Beter vergistingsproces
‘In de tweede poot van ons bedrijf, ZeaGas, houden we ons bezig met verbetering en verduurzaming van het biogasproces. Een biogasinstallatie bestaat vaak uit een voor- en een navergister. In de voorvergister wordt de ‘gemakkelijke’ biomassa omgezet in biogas. Het restant gaat naar de navergister. Vaak worden navergisters gevoed met snellopers die het proces stimuleren, zoals resten van de voedingsmiddelenindustrie of glycerine. Maar de prijzen van deze snellopers gaan omhoog door de concurrentie en daardoor wordt deze route steeds moeilijker. Bovendien kan onder slechte omstandigheden de onverteerde rest oplopen tot 20%, en als deze op het land wordt gedeponeerd kan deze alsnog gaan vergisten en het broeikasgas methaan in de atmosfeer brengen. Dat is zeker niet wat we willen. Er is dus behoefte aan andere manieren om de werking van navergisters te verbeteren.’
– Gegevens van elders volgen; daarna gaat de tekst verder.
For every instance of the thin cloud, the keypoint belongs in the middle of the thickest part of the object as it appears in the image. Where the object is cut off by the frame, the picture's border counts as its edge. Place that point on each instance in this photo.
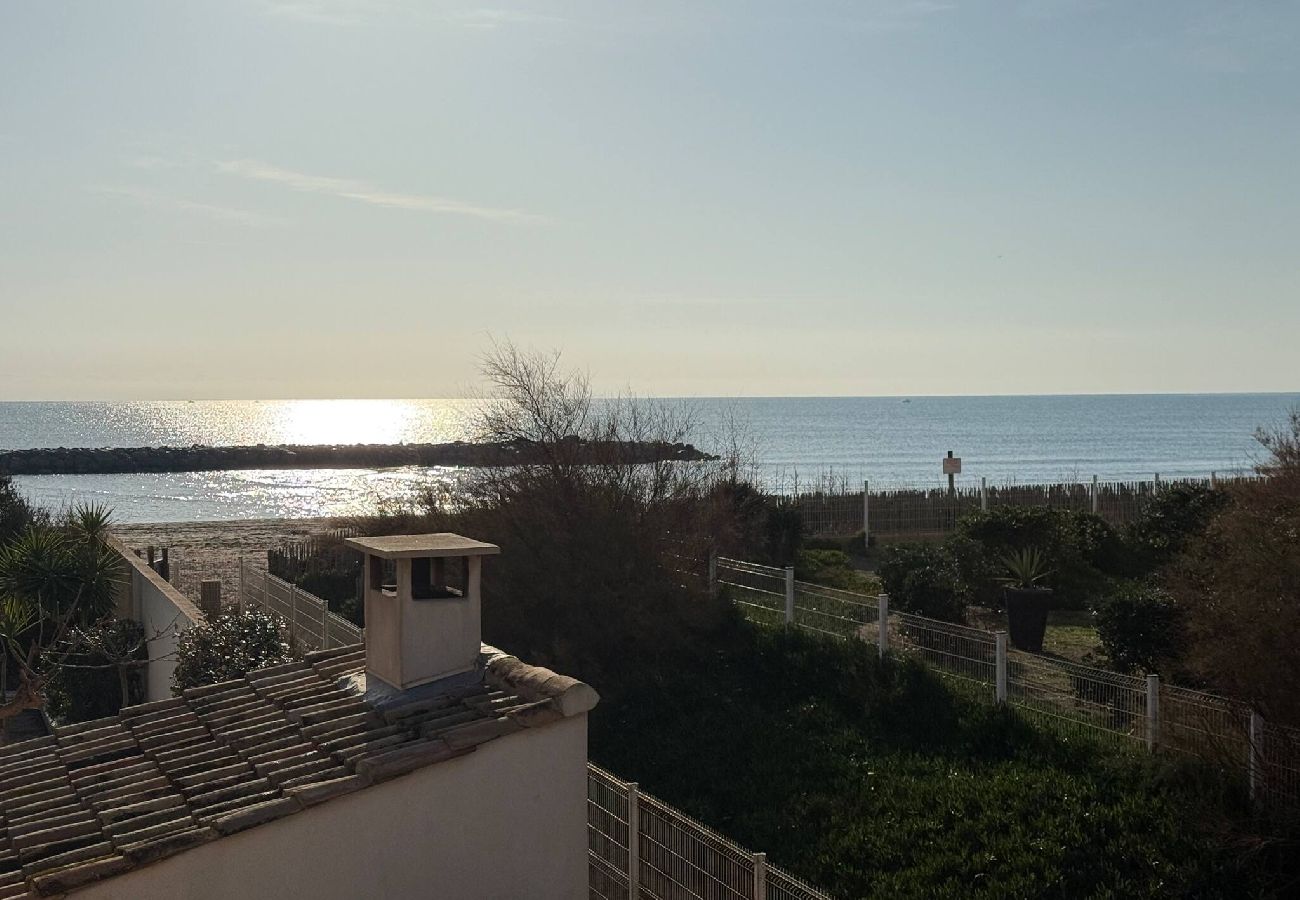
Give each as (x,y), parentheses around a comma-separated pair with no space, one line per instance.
(498,18)
(324,12)
(369,194)
(147,198)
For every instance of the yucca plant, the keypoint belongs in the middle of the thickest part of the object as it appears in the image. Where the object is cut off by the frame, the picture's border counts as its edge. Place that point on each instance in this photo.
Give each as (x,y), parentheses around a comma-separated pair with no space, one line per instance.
(53,579)
(1026,569)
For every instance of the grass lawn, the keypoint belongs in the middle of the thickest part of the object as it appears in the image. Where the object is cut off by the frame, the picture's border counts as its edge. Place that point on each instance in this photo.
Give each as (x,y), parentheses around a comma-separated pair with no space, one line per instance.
(882,780)
(1071,634)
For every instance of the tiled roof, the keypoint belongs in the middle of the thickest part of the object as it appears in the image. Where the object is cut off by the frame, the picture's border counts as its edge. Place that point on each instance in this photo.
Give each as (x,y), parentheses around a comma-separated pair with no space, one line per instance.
(100,797)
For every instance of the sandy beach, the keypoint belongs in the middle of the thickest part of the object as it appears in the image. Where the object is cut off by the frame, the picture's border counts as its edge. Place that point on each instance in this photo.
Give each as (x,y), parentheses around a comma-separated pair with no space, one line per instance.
(200,550)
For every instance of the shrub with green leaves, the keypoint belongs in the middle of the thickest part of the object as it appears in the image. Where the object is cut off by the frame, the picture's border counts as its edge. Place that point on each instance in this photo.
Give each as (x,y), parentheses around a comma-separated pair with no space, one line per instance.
(1173,518)
(922,579)
(16,513)
(232,647)
(1142,628)
(876,779)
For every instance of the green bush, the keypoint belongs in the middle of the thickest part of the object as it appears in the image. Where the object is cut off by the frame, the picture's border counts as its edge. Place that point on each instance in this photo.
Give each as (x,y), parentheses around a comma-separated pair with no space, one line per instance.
(91,684)
(922,579)
(880,780)
(16,513)
(1142,628)
(1175,515)
(232,647)
(830,567)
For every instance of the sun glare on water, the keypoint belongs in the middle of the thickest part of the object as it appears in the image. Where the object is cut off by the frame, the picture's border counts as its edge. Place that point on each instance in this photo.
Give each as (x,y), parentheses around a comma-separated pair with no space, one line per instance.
(349,422)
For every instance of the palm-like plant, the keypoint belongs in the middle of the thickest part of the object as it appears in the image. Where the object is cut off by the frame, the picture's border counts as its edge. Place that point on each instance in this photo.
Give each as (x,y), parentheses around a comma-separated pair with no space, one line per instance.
(1026,569)
(52,579)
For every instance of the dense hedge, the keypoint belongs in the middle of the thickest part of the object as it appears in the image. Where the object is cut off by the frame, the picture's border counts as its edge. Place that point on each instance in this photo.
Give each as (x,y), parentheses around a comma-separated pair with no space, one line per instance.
(879,780)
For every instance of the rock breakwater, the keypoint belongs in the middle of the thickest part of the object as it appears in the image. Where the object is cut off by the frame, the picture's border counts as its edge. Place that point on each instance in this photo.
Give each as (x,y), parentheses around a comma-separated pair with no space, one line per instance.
(202,458)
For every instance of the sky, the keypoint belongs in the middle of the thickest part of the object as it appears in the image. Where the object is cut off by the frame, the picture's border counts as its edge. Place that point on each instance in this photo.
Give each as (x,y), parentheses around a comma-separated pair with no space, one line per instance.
(352,198)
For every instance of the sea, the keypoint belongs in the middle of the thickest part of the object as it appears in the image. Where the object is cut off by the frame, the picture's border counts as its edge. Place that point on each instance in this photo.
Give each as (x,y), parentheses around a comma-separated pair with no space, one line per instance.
(796,442)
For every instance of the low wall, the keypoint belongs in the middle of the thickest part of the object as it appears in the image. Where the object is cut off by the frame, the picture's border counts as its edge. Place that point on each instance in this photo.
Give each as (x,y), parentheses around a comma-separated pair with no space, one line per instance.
(164,613)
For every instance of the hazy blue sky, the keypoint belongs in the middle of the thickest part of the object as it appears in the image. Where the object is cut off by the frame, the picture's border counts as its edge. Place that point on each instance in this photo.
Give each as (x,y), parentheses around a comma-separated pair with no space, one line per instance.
(320,198)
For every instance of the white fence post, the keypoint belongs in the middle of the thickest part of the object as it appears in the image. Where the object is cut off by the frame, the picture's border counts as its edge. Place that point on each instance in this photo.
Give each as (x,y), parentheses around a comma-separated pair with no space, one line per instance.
(1152,712)
(759,875)
(866,515)
(1253,762)
(633,842)
(1000,666)
(883,637)
(293,614)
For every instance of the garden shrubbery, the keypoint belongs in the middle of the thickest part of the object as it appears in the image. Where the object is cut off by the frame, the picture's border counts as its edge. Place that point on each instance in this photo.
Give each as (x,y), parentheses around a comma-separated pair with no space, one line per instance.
(876,779)
(923,579)
(232,647)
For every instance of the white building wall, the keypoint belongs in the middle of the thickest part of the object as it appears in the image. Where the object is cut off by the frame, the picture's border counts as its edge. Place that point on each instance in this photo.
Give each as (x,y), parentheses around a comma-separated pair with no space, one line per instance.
(506,822)
(164,613)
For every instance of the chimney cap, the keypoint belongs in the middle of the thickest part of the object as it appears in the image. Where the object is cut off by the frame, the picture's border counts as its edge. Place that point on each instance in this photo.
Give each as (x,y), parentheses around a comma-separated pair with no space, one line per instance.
(441,544)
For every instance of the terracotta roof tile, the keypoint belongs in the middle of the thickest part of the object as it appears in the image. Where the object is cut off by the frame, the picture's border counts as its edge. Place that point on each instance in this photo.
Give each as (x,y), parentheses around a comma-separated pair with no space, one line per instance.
(96,799)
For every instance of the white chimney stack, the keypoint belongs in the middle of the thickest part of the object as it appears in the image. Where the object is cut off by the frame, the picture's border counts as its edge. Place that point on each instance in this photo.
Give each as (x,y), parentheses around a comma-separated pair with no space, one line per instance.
(423,608)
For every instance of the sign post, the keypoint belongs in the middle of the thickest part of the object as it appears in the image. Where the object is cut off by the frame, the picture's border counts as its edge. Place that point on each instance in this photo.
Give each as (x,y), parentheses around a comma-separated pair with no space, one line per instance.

‘Bij ZeaGas voeren we een chemische bewerking uit met het digestaat uit de voorvergister, waardoor we dit beter ontsluiten. In de navergister gaat daardoor het proces veel sneller, en bovendien zetten we vrijwel alle biomassa om in biogas. Een deel van de actieve stikstof wordt omgezet in een meststof. Op dit proces hebben wij patent, en daarmee gaan we de komende jaren de markt op. Veranderingen gaan langzaam, maar de logica achter ons proces is ijzersterk en dat het gaat worden toegepast is evident. Onze strategie is erop gericht de technologie in Nederland te bewijzen en dan in de wereld te verkopen.’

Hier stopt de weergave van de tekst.